Lin's English voice acting was done by Cassandra Lee Morris. She auditioned and won the role despite the only direction she was originally given was that the video game involved "space travel". Morris sought to preserve Lin's characteristics as strong female figure in her portrayal, describing her as "super smart and very self-reliant... She can cook dinner and also kick your ass." Morris's take on the character did however include using a deeper, older sounding voice for Lin, because it was believed that Western audiences would find the high-pitched Japanese version "grating". She voiced between 1,600 and 1,800 lines of dialogue for Lin—above average for a video game.

==Reception==
Lin's overall character was generally well received by critics. Numerous journalists noted Lin as one of the few standout characters in the game that received notable character development, and praised the humor she introduced into the game, notably the jokes about cooking and eating the character Tatsu. IB Times referred to her as "funny, impulsive, and actually rather enjoyable to watch...She's got a lot of fun dialogue, though it's a bit hard to believe that she's 13."

Lin's revision in costume design and age from her original portrayal in Xenoblade X's Japanese release to her portrayal in Western releases in North America and Europe elicited much discussion from journalists in regards to censorship and differing cultural values. While her original costume was interpreted as shocking or inappropriate by Western audiences, it was seen much more as normal and mundane in Japan. Western websites had mixed reactions to the changes. Websites like IGN and VG247 decried the changes as censorship. Others were more supportive of the changes. Kyle Nofuente of Tech Times found the changes to be "reasonable enough to tone down Lin's sexuality to a level more appropriate for her age" but conceded that Nintendo's fanbase may not be as understanding, considering the negative reaction similar changes to Fatal Frame: Maiden of Black Water. Tatiana Morris of GameZone expressed similar sentiments, stating that, while she was initially surprised at how much of Lin's design had been changed, and would usually be against it, but ultimately felt that the combination of the revealing outfits and Lin being under 18 was enough to warrant the changes in her eyes. Siliconera also felt that her age made the changes "understandable". Tom Phillips of Eurogamer found Lin's revealing costume choices questionable regardless of her age, referring to it as an "eye-opening choice of outfit for an adventurer readying for battle."

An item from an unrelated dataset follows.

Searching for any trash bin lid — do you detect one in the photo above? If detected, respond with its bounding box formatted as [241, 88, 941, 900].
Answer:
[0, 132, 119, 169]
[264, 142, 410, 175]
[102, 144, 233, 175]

Journalists noted that many fans had negative reactions to the changes as well, complaining they constituted unnecessary censorship. The debate even inspired a response from Cassandra Morris, Lin's English voice actress who defended Nintendo's changes to the character in which she stated: "People are calling it censorship. I really see it as localisation. There are a lot of cultural differences between Japan and the US and Europe. I, personally, don't mind that Lin's outfits were changed for the US version. My hope is that players will be able to concentrate on Lin's abilities and what she can bring to your game and what she can do for the other members of her party and not just how she looks. I also think that covering Lin up a little bit will make parents more comfortable with kids playing the game, so it also opens the game up for a wider audience."
Alexandria Burlacu of Tech Times agreed with the notion, theorizing that some may feel the changes made her more believable and realistic character for Western audiences.